Under the interim deal reached between Tehran and six world powers in November, the European Union on Jan. 20 will suspend for six months a ban on insuring and transporting Iranian oil.
Since 2012 when tough EU and U.S. sanctions were slapped on Iran over its ambitious nuclear programme, Japan has been providing a sovereign guarantee of up to $7.6 billion in liability per tanker to keep oil trade with Tehran going.
If the revision in EU regulations is implemented, the Japan P&I Club (JPI), the country's main ship insurer against pollution and personal injury claims, would be able to resume the normal coverage of $7.6 billion for a tanker carrying Iranian oil, a JPI official said.

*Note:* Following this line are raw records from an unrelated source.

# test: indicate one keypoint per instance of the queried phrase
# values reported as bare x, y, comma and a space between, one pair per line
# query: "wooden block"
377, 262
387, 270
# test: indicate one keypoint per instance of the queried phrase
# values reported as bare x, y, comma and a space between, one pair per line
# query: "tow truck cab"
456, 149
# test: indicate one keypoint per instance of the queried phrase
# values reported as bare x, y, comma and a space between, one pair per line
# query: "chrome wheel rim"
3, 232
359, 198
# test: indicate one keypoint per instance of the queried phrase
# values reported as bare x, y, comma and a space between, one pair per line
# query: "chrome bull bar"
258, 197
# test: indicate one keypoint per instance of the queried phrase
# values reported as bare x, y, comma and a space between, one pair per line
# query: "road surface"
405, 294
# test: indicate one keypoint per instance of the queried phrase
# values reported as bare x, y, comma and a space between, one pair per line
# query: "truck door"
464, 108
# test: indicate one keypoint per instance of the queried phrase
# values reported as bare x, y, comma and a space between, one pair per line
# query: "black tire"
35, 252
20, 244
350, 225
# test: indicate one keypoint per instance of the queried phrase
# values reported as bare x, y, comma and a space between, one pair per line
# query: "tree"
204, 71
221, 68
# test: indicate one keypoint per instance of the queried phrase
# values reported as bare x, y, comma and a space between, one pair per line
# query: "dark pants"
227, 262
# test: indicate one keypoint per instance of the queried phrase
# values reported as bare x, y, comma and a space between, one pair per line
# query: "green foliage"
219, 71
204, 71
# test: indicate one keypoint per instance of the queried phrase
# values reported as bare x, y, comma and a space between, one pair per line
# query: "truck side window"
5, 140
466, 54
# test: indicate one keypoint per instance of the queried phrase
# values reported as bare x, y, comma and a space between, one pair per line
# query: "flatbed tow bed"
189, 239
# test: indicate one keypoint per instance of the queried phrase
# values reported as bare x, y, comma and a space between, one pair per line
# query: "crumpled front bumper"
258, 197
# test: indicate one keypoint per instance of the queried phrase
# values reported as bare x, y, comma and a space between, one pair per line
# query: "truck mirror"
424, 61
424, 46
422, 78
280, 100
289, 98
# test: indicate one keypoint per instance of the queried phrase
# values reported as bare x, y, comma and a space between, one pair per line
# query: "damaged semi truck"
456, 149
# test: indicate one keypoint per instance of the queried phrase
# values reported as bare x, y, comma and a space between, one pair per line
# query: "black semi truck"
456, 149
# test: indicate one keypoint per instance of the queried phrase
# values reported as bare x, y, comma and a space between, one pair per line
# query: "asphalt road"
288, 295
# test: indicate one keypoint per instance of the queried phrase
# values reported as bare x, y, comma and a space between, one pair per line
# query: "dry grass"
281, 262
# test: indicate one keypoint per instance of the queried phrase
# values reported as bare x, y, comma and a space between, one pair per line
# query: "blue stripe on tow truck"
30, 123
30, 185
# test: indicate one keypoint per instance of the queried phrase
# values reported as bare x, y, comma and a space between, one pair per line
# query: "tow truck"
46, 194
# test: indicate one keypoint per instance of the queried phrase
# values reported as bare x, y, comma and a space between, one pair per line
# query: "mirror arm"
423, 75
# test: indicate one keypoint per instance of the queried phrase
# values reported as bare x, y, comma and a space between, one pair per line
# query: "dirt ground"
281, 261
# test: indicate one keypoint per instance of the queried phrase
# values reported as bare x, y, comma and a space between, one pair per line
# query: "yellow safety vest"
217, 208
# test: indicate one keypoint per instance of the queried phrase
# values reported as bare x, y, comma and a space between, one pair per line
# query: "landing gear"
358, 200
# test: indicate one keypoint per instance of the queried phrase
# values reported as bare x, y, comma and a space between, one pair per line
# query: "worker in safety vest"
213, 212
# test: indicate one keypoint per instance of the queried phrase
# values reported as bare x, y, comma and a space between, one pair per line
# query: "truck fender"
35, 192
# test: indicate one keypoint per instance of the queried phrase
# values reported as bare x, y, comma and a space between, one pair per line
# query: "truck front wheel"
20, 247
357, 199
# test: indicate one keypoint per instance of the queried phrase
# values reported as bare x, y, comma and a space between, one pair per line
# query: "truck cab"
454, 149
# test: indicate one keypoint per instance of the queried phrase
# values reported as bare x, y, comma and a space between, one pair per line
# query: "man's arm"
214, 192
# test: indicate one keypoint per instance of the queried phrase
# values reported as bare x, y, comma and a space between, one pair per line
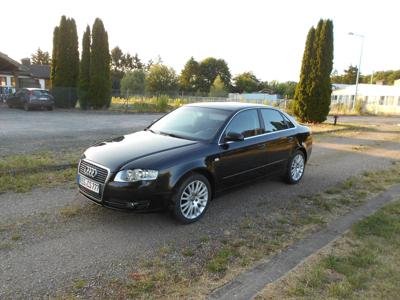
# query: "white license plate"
89, 184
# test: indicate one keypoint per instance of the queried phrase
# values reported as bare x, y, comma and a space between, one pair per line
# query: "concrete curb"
248, 284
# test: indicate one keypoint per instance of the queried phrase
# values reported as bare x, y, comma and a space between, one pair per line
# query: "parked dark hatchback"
182, 160
31, 98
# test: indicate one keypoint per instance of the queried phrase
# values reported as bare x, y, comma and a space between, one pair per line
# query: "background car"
185, 158
29, 98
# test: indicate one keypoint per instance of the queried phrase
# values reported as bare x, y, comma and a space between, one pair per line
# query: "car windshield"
191, 122
39, 93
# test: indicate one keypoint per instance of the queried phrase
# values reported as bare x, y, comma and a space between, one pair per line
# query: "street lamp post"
359, 66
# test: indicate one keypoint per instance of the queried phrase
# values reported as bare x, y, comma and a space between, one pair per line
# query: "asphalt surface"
247, 285
24, 132
54, 251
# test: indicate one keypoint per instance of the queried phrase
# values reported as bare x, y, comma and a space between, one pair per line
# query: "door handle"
262, 146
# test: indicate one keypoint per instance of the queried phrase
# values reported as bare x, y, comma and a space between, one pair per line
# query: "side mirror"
233, 137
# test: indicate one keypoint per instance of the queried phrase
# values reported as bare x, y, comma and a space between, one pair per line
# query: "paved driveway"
32, 131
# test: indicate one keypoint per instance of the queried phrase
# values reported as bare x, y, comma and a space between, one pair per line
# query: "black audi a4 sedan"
186, 157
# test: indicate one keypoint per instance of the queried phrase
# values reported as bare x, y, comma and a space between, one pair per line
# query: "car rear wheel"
296, 167
191, 199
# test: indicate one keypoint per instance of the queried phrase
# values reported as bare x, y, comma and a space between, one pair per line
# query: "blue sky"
266, 37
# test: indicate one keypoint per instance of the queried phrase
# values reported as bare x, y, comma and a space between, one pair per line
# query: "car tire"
191, 199
295, 168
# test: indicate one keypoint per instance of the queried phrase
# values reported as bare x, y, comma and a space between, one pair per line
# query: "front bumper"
138, 196
40, 103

The switch in insurance is expected to have no impact on Japan's Iranian oil lifting plans, the JPI official added.
It remains unclear how soon the switch can occur, as some details need to be worked out. The government will keep the sovereign scheme in place for now, however, as the revision is regarded as temporary, a government official said.

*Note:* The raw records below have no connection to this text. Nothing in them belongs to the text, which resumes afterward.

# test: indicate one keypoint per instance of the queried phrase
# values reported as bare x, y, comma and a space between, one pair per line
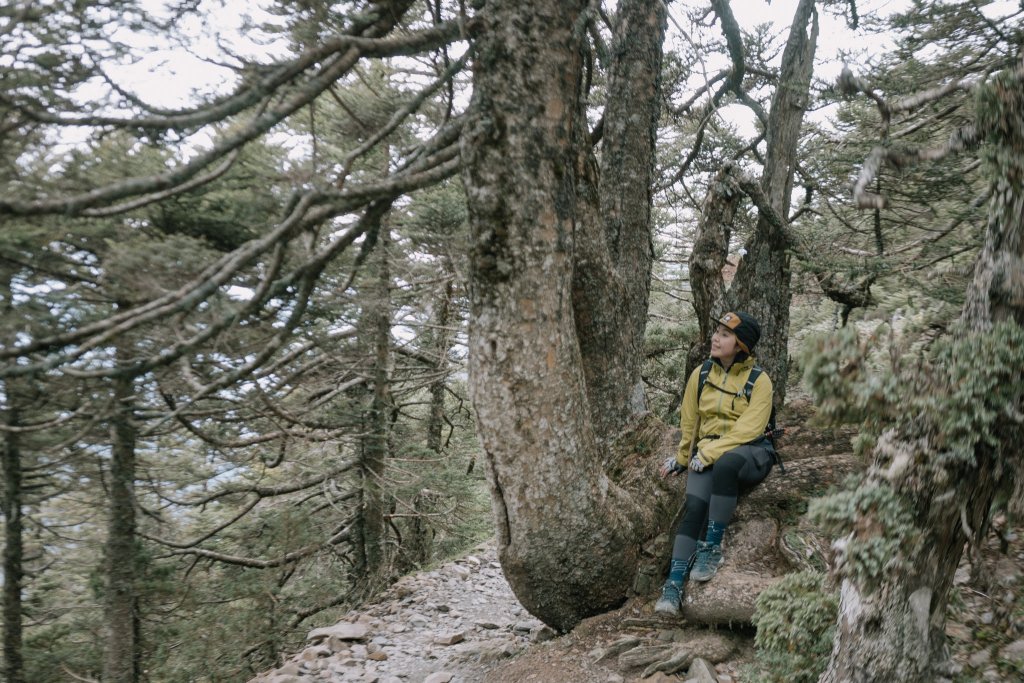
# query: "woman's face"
724, 344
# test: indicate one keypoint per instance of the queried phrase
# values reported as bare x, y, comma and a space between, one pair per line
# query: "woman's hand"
671, 467
696, 464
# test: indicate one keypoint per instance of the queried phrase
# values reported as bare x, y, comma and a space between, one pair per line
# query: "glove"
671, 467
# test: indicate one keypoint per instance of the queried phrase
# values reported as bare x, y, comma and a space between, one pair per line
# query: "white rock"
342, 631
438, 677
450, 638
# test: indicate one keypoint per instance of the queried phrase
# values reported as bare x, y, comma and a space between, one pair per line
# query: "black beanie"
744, 326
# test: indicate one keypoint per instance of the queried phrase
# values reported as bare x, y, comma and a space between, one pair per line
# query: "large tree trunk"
893, 629
612, 270
120, 655
12, 551
762, 283
568, 537
711, 249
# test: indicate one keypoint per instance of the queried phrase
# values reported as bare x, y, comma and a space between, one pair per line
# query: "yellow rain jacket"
724, 419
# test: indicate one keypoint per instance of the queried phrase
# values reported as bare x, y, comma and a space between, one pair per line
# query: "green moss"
878, 529
796, 621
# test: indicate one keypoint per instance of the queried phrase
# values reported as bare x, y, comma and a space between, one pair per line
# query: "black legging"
713, 494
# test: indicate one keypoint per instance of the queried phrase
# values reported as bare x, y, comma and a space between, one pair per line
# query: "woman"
725, 446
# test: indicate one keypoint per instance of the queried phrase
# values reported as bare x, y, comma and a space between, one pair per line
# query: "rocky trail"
460, 623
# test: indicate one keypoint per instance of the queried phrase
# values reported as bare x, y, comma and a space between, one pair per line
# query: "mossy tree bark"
558, 296
13, 569
121, 652
762, 285
891, 626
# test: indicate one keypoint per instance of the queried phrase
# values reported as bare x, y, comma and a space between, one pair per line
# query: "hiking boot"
672, 597
707, 561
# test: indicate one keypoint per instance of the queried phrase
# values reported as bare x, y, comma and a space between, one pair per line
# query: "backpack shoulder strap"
751, 379
702, 378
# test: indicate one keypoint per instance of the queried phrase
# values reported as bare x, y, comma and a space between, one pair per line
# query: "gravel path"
449, 625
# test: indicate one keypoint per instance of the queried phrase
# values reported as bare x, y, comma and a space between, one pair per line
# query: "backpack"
771, 429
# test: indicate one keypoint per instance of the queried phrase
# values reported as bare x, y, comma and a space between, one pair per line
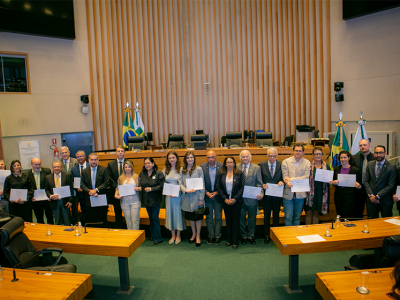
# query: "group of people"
223, 187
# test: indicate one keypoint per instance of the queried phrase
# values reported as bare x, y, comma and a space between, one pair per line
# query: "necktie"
57, 180
93, 178
378, 170
364, 168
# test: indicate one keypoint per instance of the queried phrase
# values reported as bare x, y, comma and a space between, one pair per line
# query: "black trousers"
232, 218
22, 210
41, 208
271, 204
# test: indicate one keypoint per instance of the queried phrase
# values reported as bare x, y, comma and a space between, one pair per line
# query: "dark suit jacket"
383, 185
349, 191
50, 184
267, 178
207, 181
43, 180
237, 187
102, 181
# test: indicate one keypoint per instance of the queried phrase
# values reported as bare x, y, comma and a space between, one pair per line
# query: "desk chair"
17, 248
265, 138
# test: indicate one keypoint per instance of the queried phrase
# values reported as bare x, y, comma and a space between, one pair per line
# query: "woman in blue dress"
174, 219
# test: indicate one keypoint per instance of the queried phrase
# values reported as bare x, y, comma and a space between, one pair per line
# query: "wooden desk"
30, 285
342, 285
343, 238
98, 241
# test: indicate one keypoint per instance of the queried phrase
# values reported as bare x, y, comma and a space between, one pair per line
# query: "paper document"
62, 192
40, 195
194, 184
77, 182
323, 175
101, 200
171, 189
300, 185
348, 180
127, 189
274, 190
19, 193
311, 238
251, 192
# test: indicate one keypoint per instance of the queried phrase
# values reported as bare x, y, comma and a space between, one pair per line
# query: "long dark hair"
225, 170
168, 165
155, 168
185, 164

Japan's imports of Iranian oil in January-November 2013 fell by 4.6 percent from a year earlier to 178,539 barrels per day (bpd), trade ministry data showed last month.
The November deal between Iran and western world powers eased some sanctions on Iran in exchange for curbs on Tehran's nuclear programme. It also allows purchases of Iranian oil to remain at current levels of about 1 million bpd.
The Geneva accord also lifts the trade ban affecting the country's petrochemicals, gold and other precious metals.